The announcement came after data this week showed eurozone inflation hit a new record of 5.1 per cent in January, well above the ECB’s 2 per cent target. Soaring prices are fuelling criticism that the ECB risks falling behind the curve on inflation and being forced into a painful U-turn policy.

ECB President Christine Lagarde is expected to be questioned about the rising cost of living at a press conference on Thursday after investors bet the central bank will be forced to change course and raise rates several times this year.

Higher than expected inflation has already led the US Federal Reserve and the Bank of England to shift to a more “hawkish” policy stance. The BoE raised its main policy rate to 0.5 per cent on Thursday, less than two months after upping it to 0.25 per cent, while investors are pricing in five rate rises by the Fed this year.

Line chart of eurozone harmonized index of consumer prices (annual% change) showing the ECB expects inflation to fall below its target this year

In contrast, the ECB has continued to dismiss the idea of ​​raising rates this year. The central bank on Thursday repeated its stance that it will not raise rates until it forecasts that inflation will stay above 2 per cent for much of the next two years and even then it will only do so once it stops net asset purchases.
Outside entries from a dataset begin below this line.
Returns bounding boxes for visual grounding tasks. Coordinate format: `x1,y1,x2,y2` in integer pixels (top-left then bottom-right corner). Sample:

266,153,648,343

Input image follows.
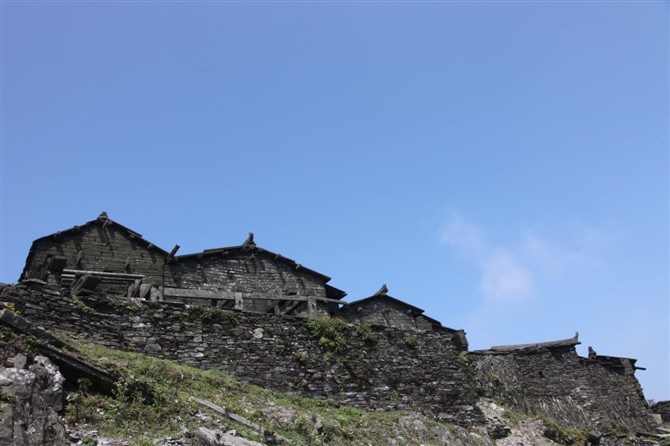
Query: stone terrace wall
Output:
0,285,482,425
651,401,670,425
468,347,654,432
171,249,326,312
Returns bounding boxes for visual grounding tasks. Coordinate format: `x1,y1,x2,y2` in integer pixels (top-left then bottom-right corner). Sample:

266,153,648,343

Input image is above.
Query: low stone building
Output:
468,334,656,432
20,212,346,316
340,284,442,330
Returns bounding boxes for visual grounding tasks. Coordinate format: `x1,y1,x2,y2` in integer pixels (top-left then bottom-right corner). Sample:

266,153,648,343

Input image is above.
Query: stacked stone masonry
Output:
0,284,482,425
10,212,665,431
468,346,655,432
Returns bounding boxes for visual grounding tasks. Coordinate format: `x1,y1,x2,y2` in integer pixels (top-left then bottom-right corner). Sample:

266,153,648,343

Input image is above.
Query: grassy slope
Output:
66,343,490,445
It is due to publish new quarterly inflation forecasts in March.

Jürgen Stark, the German economist who left the ECB board in 2011 in protest over its bond purchases, accused the bank of having “grievously neglected increasing signs of prolonged and unacceptably higher inflation that could become self-reinforcing”. Writing in Die Welt newspaper last week, Stark said: “It is now time to shift into reverse gear.”